Ikinci olarak, aynı COVID-19 nedeniyle, "mavi yakıta" genel talep dünya çapında düştü ve fazlalığı nedeniyle fiyatları da düştü. LNG satın almak, bir borudan gazı pompalamaktan daha ucuza çıktı.
Üçüncü olarakdilersen görebilirsin ve siyasi Rusya'dan ithalattaki düşüşün bileşeni: Ankara, Moskova'nın aynı anda iki çatışmada - Suriye ve Libya'da - karşı tarafta olmasından son derece mutsuz.
Sonuç olarak Gazprom, 2020 yılında Türkiye'nin en büyük tedarikçisi konumundan beşinci sıraya geriledi. Zaten bazı uzmanlar, Mavi Akım'ı durdurmanın ve Türk Akımının sadece bir satırından memnun olmanın zamanının geldiğini söylüyor.
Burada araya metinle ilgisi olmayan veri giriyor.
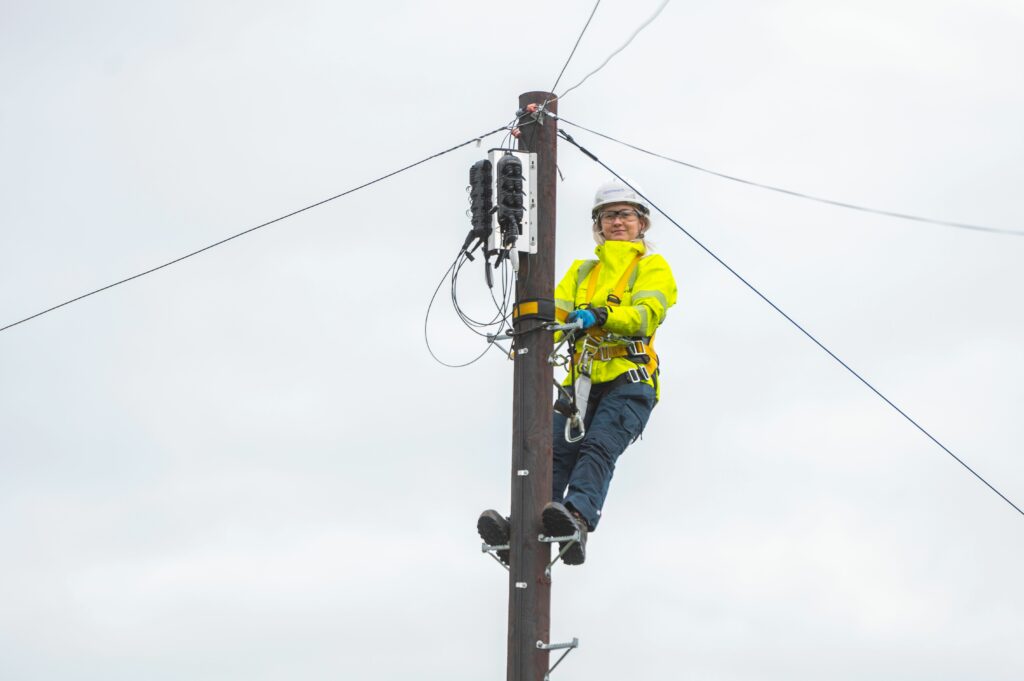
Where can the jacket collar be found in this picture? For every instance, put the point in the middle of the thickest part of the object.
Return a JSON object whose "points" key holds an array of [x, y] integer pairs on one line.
{"points": [[620, 254]]}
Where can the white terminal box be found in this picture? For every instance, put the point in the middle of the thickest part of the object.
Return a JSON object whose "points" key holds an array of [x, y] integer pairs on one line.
{"points": [[527, 240]]}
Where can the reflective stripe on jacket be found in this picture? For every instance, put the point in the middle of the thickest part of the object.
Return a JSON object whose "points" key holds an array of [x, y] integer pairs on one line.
{"points": [[648, 295]]}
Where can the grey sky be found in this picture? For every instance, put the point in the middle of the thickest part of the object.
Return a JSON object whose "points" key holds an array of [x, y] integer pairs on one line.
{"points": [[248, 466]]}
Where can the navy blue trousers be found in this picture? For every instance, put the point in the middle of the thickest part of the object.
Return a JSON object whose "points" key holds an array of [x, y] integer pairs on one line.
{"points": [[582, 471]]}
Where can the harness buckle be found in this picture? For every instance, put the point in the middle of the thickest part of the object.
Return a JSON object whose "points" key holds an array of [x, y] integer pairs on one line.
{"points": [[638, 375]]}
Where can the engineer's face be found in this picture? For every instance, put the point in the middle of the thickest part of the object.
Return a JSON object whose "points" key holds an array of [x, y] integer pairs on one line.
{"points": [[615, 227]]}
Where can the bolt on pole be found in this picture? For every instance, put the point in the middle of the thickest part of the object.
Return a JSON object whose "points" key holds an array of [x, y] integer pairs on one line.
{"points": [[529, 588]]}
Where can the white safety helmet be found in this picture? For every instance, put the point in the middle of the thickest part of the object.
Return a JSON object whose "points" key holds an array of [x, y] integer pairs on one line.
{"points": [[616, 193]]}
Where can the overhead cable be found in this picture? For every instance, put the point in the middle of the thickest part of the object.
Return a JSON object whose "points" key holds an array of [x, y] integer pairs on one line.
{"points": [[564, 135], [258, 226], [643, 26], [565, 66], [799, 195]]}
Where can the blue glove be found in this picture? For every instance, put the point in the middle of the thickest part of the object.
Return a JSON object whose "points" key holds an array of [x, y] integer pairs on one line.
{"points": [[590, 317]]}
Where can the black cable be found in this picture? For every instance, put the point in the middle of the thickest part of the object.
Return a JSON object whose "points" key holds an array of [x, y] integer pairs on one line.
{"points": [[426, 317], [258, 226], [665, 3], [799, 195], [565, 66], [707, 250]]}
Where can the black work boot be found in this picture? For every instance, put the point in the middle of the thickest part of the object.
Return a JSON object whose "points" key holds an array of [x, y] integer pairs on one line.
{"points": [[559, 521], [495, 529]]}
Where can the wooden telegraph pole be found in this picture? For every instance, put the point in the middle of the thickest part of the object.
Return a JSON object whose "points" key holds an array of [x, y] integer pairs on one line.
{"points": [[529, 589]]}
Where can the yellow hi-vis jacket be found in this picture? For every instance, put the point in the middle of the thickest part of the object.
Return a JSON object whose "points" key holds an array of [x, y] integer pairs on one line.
{"points": [[648, 292]]}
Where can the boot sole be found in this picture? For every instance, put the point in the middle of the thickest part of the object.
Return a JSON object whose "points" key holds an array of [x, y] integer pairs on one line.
{"points": [[557, 523], [491, 531]]}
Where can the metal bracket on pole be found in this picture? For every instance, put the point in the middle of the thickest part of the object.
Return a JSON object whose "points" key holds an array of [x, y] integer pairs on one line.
{"points": [[493, 552], [568, 647], [569, 541]]}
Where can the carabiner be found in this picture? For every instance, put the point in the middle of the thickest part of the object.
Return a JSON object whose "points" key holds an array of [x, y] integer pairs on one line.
{"points": [[577, 421]]}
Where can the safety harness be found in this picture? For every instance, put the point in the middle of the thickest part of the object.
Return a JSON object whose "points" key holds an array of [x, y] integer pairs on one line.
{"points": [[599, 345]]}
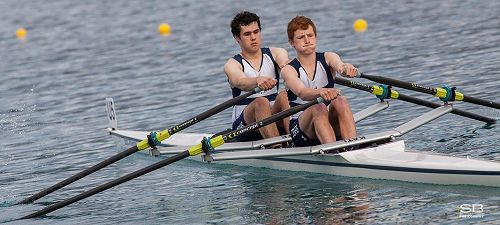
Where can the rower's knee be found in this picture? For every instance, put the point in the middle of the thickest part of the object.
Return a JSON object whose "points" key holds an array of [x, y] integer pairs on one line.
{"points": [[261, 104], [341, 103], [319, 110]]}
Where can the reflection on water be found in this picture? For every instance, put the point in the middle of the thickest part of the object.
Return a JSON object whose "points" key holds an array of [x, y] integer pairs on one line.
{"points": [[52, 113]]}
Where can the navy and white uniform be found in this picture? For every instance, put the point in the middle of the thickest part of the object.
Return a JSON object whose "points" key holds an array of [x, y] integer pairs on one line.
{"points": [[268, 67], [322, 78]]}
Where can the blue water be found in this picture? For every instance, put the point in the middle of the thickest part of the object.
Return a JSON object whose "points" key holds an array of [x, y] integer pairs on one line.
{"points": [[53, 118]]}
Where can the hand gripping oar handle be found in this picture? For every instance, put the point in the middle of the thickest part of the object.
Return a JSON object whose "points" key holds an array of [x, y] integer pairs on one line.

Ancak Cumhurbaşkanı Erdoğan'ın "iyi haberinin" ardından, sadece Rusya gazının Türkiye pazarındaki geleceği tartışmalı hale gelmekle kalmıyor, aynı zamanda Ankara'yı Güney Avrupa pazarında yeni bir tedarikçi olarak Kremlin'in doğrudan rakibi haline getirme ihtimali de tartışmalı hale geliyor. Yatağın Karadeniz'de, Romanya ve Bulgaristan kıyılarına çok uzak olmayan Tuna-1 mevkiinde bulunduğu bildirildi. Bu, Türkiye'nin teorik olarak sadece kendi iç ihtiyaçlarını karşılamakla kalmayıp, aynı zamanda bu ülkelere ve komşu Yunanistan'a gaz tedarik edebileceği anlamına geliyor.
Bu, yerli tekelci için son derece kötü bir haber. Ancak, bazı uzmanlar devlet şirketini vaktinden önce gömmemeye çağırıyor. Keşfedilen sahalardaki rezerv hacmini ancak bağımsız denetim şirketleri tarafından doğrulandıktan sonra bulmanın mümkün olacağını ve Erdoğan'ın yaklaşık 320 milyar metreküp olduğuna inanmak için henüz erken olduğunu belirtiyorlar. Üretimin karlılığıyla ilgili sorular da var. Karadeniz sahanlığı derin suda olduğundan, bu tür kuyuların ticari olarak işletilmesi oldukça pahalıdır ve üretilen gaz aynı LNG'ye göre rekabetçi olmayabilir. Yani Türkiye gerekirse ihtiyacını karşılayabilecek ama başarılı bir iş olarak ihracattan bahsetmek için henüz çok erken.
Son olarak, “iyi haberin” zamanlamasına dikkat çekilir. Türkiye, Libya ve Doğu Akdeniz'de aktif olarak ilerleyerek Hıristiyan kiliselerini camiye dönüştürüyor. Gazla ilgili "iyi haber", halkın moralini yükseltmek için yapılan tanıtım kampanyasının bir parçası olabilir. Buna ek olarak, Gazprom ile bir dizi sözleşmenin süresi yakında sona erecek ve "enerjiden bağımsız bir devlet" statüsü, Ankara'nın Rusya ve diğer tedarikçilerle daha ileri şartlarla ilgili müzakerelerde yardımcı olacaktır.